Nötron yıldızı çarpışmaları altın yaratır, çünkü protonları ve nötronları atom çekirdeğinde birleştirirler ve ardından ortaya çıkan ağır çekirdekleri atom çekirdeğine atarlar. Uzay. Ek olarak gerekli miktarda altını sağlayacak benzer süreçler, süpernova patlamaları sırasında meydana gelebilir. Birleşik Krallık'taki Hertfordshire Üniversitesi'nde astrofizikçi olan ve konuyla ilgili en son çalışmanın baş yazarı olan Chiaki Kobayashi (3), WordsSideKick.com'a verdiği demeçte, "Ancak böyle bir patlamada altın üretecek kadar büyük yıldızlar kara deliklere dönüşür." Yani sıradan bir süpernovada altın oluşsa bile kara deliğin içine çekilir.

3. Hertfordshire Üniversitesi'nden Chiaki Kobayashi

Peki ya bu garip süpernovalar? Bu tür yıldız patlaması, sözde süpernova manyeto-dönüşümlü, çok nadir bir süpernova. ölen yıldız içinde çok hızlı dönüyor ve etrafı onunla çevrili güçlü manyetik alanpatlayınca kendi kendine yuvarlandı. Öldüğünde, yıldız sıcak beyaz madde jetlerini uzaya bırakır. Yıldız ters çevrildiği için jetleri altın çekirdeklerle doludur. Şimdi bile altını oluşturan yıldızlar nadir görülen bir fenomendir. Daha da nadir olan, altın yaratan ve onu uzaya fırlatan yıldızlardır.

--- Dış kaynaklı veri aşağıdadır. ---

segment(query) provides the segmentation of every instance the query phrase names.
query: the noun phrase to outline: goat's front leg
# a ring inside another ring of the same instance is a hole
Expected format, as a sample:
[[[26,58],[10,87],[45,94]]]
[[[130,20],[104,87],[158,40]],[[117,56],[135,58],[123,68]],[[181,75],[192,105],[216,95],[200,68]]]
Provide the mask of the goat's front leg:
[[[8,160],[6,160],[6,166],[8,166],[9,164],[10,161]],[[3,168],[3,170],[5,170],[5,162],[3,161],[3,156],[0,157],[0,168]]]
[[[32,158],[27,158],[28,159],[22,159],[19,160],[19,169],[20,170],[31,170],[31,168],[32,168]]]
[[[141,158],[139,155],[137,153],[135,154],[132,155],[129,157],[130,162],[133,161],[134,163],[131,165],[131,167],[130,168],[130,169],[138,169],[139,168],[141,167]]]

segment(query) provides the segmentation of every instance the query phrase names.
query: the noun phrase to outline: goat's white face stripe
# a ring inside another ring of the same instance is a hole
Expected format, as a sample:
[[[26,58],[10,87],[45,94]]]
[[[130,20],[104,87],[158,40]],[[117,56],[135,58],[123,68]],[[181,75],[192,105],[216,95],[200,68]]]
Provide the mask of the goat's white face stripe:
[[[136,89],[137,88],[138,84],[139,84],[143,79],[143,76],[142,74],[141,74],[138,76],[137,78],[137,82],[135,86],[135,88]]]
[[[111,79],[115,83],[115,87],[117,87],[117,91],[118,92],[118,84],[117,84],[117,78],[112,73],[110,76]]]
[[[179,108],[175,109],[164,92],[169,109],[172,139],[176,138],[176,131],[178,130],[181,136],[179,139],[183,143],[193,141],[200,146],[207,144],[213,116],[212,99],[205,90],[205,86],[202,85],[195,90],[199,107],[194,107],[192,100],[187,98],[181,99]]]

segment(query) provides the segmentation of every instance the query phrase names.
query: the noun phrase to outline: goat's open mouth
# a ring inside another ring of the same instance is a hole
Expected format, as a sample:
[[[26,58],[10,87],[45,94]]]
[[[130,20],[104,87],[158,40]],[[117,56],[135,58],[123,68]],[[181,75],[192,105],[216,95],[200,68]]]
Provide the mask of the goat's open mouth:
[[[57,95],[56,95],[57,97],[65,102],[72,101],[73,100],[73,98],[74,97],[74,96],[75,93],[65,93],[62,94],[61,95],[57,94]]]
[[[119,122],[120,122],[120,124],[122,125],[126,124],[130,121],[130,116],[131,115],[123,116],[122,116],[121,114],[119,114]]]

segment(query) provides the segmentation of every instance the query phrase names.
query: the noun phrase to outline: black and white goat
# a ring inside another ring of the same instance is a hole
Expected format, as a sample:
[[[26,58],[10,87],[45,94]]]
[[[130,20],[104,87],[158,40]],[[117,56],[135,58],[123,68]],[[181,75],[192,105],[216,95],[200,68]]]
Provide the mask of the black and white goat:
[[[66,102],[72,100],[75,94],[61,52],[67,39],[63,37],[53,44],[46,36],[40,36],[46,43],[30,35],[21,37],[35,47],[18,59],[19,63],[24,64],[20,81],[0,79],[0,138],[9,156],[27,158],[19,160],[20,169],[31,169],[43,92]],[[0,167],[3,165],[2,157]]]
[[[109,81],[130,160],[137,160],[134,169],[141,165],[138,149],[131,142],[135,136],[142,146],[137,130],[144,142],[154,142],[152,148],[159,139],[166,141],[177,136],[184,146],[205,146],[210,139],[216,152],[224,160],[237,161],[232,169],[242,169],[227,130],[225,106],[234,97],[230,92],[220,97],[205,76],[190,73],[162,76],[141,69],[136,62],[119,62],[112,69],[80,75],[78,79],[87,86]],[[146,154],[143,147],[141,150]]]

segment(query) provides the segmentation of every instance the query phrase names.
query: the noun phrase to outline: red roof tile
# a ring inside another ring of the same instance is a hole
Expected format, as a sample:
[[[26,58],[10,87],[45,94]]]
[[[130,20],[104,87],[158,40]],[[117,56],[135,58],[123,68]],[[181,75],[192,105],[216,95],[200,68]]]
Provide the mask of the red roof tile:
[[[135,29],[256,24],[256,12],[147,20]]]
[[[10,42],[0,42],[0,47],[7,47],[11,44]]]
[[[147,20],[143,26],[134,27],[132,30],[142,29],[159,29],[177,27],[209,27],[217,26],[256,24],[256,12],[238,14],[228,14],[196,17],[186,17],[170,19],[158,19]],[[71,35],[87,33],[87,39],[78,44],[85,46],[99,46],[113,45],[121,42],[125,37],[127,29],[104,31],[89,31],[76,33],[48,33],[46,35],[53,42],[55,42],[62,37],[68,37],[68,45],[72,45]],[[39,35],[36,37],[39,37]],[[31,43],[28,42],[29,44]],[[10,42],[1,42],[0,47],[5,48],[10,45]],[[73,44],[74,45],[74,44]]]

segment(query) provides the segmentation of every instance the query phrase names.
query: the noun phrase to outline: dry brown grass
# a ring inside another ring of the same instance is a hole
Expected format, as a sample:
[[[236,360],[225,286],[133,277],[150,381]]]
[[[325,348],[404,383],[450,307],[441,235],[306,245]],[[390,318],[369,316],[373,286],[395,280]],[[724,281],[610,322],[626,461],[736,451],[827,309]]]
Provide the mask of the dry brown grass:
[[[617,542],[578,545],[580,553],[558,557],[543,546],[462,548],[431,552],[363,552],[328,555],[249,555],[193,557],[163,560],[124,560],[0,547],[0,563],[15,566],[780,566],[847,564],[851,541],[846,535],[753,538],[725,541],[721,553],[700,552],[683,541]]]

Ancak araştırmacılara göre, nötron yıldızlarının çarpışması ve manyetorotasyonel süpernovalar bile gezegenimizdeki bu kadar çok altının nereden geldiğini açıklamaz. "Nötron yıldızı birleşmeleri yeterli değil" diyor. Kobayaşi. "Ve ne yazık ki, bu ikinci potansiyel altın kaynağının eklenmesiyle bile bu hesaplama yanlış."

Tam olarak ne sıklıkta olduğunu belirlemek zor minik nötron yıldızlarıAntik süpernovaların çok yoğun kalıntıları olan , birbirleriyle çarpışır. Ama bu muhtemelen çok yaygın değil. Bilim adamları bunu sadece bir kez gözlemlediler. Tahminler, bulunan altını üretmek için yeterince sık çarpışmadıklarını gösteriyor. Bunlar bayanın sonuçları Kobayaşi ve meslektaşları tarafından Eylül 2020'de The Astrophysical Journal'da yayınlandı. Bunlar bilim insanlarının bu tür ilk bulguları değil, ancak ekibi rekor miktarda araştırma verisi topladı.

İlginç bir şekilde, yazarlar biraz ayrıntılı olarak açıklıyor evrende bulunan daha hafif elementlerin miktarı, karbon gibi 12C ve ayrıca uranyum gibi altından daha ağır 238U. Modellerinde, stronsiyum gibi bir elementin miktarları nötron yıldızlarının çarpışmasıyla ve öropyum manyetodönme süpernovalarının aktivitesiyle açıklanabilir. Bunlar, bilim adamlarının uzayda bulunma oranlarını açıklamakta zorlandıkları elementlerdi, ancak altın veya daha doğrusu miktarı hala bir muamma.